After standardized examination, those cases with clinical findings suggestive of onychomycosis (including subungual hyperkeratosis, dystrophy, chromonychia, and onycholysis) were tested for cytologic examination and culture identification. The sample was obtained by scraping of subungual hyperkeratotic debris. The scrapings of infected nails were collected by sterile curette; discarding the scale obtained in the first curettage to reduce the risk of sample contamination. The sample was processed for direct examination with 15% potassium hydroxide and inoculated on Sabouraud dextrose agar (SDA) at 35°C in test tubes for 4 weeks. Cultures with filamentous molds or yeast growth were isolated for correct identification. For yeasts, the germ tube and sensitivity test were performed using the VITEK identification system [24]. Filamentous fungi were identified by macroscopic and microscopic morphology with lactophenol cotton blue staining. Given the condition of immunosuppression, all isolates were considered significant, with the possible role of contaminating fungi as pathogens and considering that the sample came from nails with morphological alterations.

Additionally, patients with onychomycosis were classified into the following groups based upon clinical appearance of fungal invasion on the nail plate, regardless of the etiological agent: TDO, DLSO, proximal white subungual onychomycosis, and superficial white onychomycosis.

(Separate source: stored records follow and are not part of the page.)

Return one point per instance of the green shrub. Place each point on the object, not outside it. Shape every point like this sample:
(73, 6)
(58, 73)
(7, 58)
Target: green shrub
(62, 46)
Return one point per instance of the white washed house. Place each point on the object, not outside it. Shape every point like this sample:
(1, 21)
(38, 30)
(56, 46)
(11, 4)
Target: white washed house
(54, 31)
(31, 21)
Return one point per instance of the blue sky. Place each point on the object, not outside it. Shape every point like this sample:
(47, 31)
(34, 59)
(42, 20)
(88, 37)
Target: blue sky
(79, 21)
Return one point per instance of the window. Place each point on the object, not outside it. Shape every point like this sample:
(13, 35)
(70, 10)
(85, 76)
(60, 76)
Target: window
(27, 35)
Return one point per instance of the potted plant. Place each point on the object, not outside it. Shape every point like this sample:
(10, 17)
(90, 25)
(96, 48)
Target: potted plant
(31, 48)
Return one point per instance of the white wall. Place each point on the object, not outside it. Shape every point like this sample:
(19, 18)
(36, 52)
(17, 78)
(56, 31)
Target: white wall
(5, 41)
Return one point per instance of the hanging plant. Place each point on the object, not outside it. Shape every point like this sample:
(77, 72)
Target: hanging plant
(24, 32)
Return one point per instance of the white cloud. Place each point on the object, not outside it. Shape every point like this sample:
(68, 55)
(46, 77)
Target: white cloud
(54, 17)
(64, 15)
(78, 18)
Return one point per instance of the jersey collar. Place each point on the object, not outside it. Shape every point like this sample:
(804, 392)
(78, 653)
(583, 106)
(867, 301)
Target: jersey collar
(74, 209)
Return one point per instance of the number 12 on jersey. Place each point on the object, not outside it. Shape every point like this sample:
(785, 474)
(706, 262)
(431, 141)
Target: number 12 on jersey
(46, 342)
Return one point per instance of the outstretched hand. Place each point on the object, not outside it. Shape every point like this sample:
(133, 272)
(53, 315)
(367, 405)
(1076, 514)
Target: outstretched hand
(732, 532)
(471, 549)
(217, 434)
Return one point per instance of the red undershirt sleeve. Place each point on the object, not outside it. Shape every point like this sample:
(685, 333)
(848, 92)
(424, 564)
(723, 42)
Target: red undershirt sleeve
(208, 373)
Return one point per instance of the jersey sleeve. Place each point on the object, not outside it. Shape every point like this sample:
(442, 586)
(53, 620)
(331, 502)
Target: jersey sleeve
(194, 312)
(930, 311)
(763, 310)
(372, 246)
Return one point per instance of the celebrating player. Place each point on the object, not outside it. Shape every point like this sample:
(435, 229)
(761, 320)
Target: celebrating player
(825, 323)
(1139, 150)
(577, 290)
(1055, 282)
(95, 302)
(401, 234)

We estimated sample size based on the precision of an estimate and calculated that 205 participants were necessary to obtain an accepted error (or precision) of 10% with a confidence interval level of 95%, assuming a normal distribution and frequency of nail abnormalities of 50%. The statistical program SPSS version 20.0 was used to collect and analyze the data. Descriptive statistics were performed, according to the sample size and distribution of the variables. Data variables are expressed as medians and frequency intervals and the frequency of the undetectable HIV viral load, in proportions.

Results

The main characteristics of the studied population are detailed in Table 1. Of the 205 patients, 148 (72.2%) had abnormal appearing nails. In this population of 148 patients, toenails were involved in 66 (32.2%) subjects, and fingernails in 22 (10.7%), while 60 (29.3%) had both fingernails and toenails affected. Seventy-six (37.1%) patients exhibited pigmentary changes, 63 (30.7%) traumatic onychopathy, 56 (27.3%) infectious processes, 2 (1%) inflammatory nail conditions, 2 (1%) tumor-associated changes, while 12 patients (5.9%) could not be classified in the previous categories. It should be noted that all abnormal findings on the same nail were recorded. For example, nails with onychomycosis and pigmentary changes.

Table 1.

General characteristics of 205 patients receiving care for HIV compared to the subgroup with onychomycosis (n = 54) in a third-level hospital in Mexico City (2015–2017)

Characteristics Onychomycosis patients (n = 54)
 All patients (n = 205)
n (%/range) n (%/range)
Sex
 Male 45 (83.3) 187 (91.2)
 Female 9 (16.7) 18 (8.8)
Age, years* 44.5 (27–74) 41 (21–78)
Fitzpatrick phototypes 0 (0)
 II 3 (5.5) 2 (1.0)
 III 39 (72.2) 34 (16.6)
 IV 12 (22.2) 144 (70.2)
 V 0 (0) 25 (12.2)
Antiretroviral therapy 51 (94.4) 187 (91.2)
CD4+ lymphocytes, cells/µL* 379.5 (20–1,162) 448 (1–1,481)
 Patients under cART (n = 187)* 393 (20–1,162) 470 (1–1,481)
 Patients without cART (n = 18)* 65 (45–1,10) 100 (14–602)
Viral load, copies/mL** 40 (40–363,926) 40 (40–2,437,113)
 <40 copies/mL** 45 (83.3) 161 (78.5)
 >40 copies/mL** 9 (16.7) 44 (21.5)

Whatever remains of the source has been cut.